“That’s it, Ty. Time.” The woman sitting in front of him was Iniquus’s administering psychiatrist, Dr. Banyon. She was the dragon at the gate, the main hurdle he’d have to jump on his way to a job offer with Cerberus K9 Team Delta.
In a spacious office decorated in muted colors and void of anything personal, Dr. Banyon wore a charcoal-gray suit that was tight on her form—not in a sexy, look-at-me way, more in a constrained, regulated way.
Ty vaguely wondered if this was a uniform that she wore to elicit from her interviewees the sensation of being a child in the principal’s office.
She had slicked her hair into a bun that gave Ty the impression that she had a military background. Or maybe she’d been a dancer. Normal citizens didn’t sit that ramrod straight.
Every bit of how Dr. Banyon presented herself seemed psychologically purposeful.
Perhaps Ty thought that because he’d seen Johnna White on his way into the building.
Yeah, while Dr. Banyon and White didn’t have the same stature or look, they shared the same vibe of manipulation.
Where he’d met Dr. Banyon a few hours before, Johnna White had been a character in his world for years, and from his time knowing her, he knew White was a master mind of games. “A blessing and a curse,” as his mom liked to say. The biggest blessing? White had offered Ty a mission with an endgame he’d wanted for a long damned time. Two end games: to take down a specific terrorist and finally find the love of his life.
And as White had wanted, the terrorist was flatlined, and Kira was in his arms, thanking him.
Kira both loved him and didn’t fully trust her feelings for him.
Understandable.
He’d come into her life by design. Sent in to form an attachment so he could get the information his team needed. Nothing about the beginning of his relationship with Kira was happenstance. It was all White, hovering over the stage, pulling at the marionette strings.
Selfishly, he hoped Kira would reach a point where she could trust herself and believe in them, like he did.
He wasn’t going to push.
If the day never came when Kira believed her love was real, Ty was still hugely grateful that White chose him for that fateful mission that potentially saved Kira’s life and protected her from a vicious future.
Just knowing Kira breathed easily and lived her gentle life of books and walks in the woods was a gift to Ty.
Right now, though, Kira was dealing with PTSD from the fallout of his mission and a terrorist attack that came right on its heels, where she saw her best friend shot in the head.
Ty twiddled the pen in his hand, and when Dr. Banyon said nothing more to him, he gingerly placed it on the table and pushed back in his chair, lifting his palms to his eyes.
During his time in the military, Ty had been through his fair share of psychological assessments, aptitude and IQ tests, but nothing like the battery of evaluations he had just gone through with Dr. Banyon.
His brain was mush.
There was not a single fold of his gray matter that hadn’t been lifted and palpated for rot.
He’d been warned that the vetting at Iniquus was intense, and he’d kind of brushed it off. He didn’t earn his place in The Unit by letting anything intimidate him. He’d decided to take it one step at a time and do his best with each step.
But the good Dr. Banyon kept her foot on the gas the entire time.
When Ty was out on a mission with his working K9, Rory, sometimes they were in situations where he couldn’t run his dog to burn off all that Malinois energy. So Ty devised different games to engage Rory’s brain.
“Tell me your thoughts,” Dr. Banyon said, gathering up the papers from in front of Ty and sliding them into her briefcase.
“Two things, a question I had about the pen, and I was thinking about Rory.”
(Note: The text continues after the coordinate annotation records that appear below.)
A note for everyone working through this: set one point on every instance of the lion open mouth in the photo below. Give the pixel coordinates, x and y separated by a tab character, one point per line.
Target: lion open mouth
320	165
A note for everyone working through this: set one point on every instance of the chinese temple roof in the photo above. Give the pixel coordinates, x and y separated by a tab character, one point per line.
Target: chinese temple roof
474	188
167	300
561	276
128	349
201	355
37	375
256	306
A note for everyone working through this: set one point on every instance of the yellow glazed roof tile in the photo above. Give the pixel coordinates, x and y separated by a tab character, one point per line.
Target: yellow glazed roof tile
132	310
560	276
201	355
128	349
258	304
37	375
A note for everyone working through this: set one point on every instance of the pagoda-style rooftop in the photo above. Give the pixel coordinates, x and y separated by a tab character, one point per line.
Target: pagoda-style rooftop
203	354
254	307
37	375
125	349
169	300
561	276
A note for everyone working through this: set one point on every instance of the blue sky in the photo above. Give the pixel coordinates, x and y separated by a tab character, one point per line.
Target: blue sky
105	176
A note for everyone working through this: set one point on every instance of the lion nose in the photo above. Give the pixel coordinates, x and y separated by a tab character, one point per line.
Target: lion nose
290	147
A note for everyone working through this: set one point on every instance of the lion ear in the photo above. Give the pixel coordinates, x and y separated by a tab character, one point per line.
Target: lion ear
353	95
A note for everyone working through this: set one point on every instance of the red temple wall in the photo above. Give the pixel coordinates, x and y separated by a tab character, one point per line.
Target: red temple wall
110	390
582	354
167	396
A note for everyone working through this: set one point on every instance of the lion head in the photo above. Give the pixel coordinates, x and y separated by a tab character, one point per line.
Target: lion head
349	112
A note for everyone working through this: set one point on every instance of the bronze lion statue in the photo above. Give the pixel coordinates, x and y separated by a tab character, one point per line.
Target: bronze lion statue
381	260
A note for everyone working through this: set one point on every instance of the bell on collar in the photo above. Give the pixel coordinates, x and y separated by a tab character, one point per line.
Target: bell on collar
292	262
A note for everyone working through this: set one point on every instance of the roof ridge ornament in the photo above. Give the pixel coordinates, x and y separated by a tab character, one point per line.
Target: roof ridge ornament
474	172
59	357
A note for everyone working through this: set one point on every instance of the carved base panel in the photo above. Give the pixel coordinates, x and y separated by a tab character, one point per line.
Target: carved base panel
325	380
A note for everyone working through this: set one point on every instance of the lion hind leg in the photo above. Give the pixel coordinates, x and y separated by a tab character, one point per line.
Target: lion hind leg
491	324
“I’ll answer your question if I can.”
“Why did I take the test with pen and paper and not on a computer? From what I know of Iniquus, you all do nothing without forethought and distinct reasoning.”
“That’s true.” She leaned back in her chair, looking comfortable while Ty sat with military erectness. “If you were guessing, what would those reasons be?”
“Perhaps handwriting analysis? To be honest, I haven’t done a lot of handwriting since back in high school. Everything’s done with a keyboard now. I can’t say that the analyzer is going to have a good time trying to make out my writing.”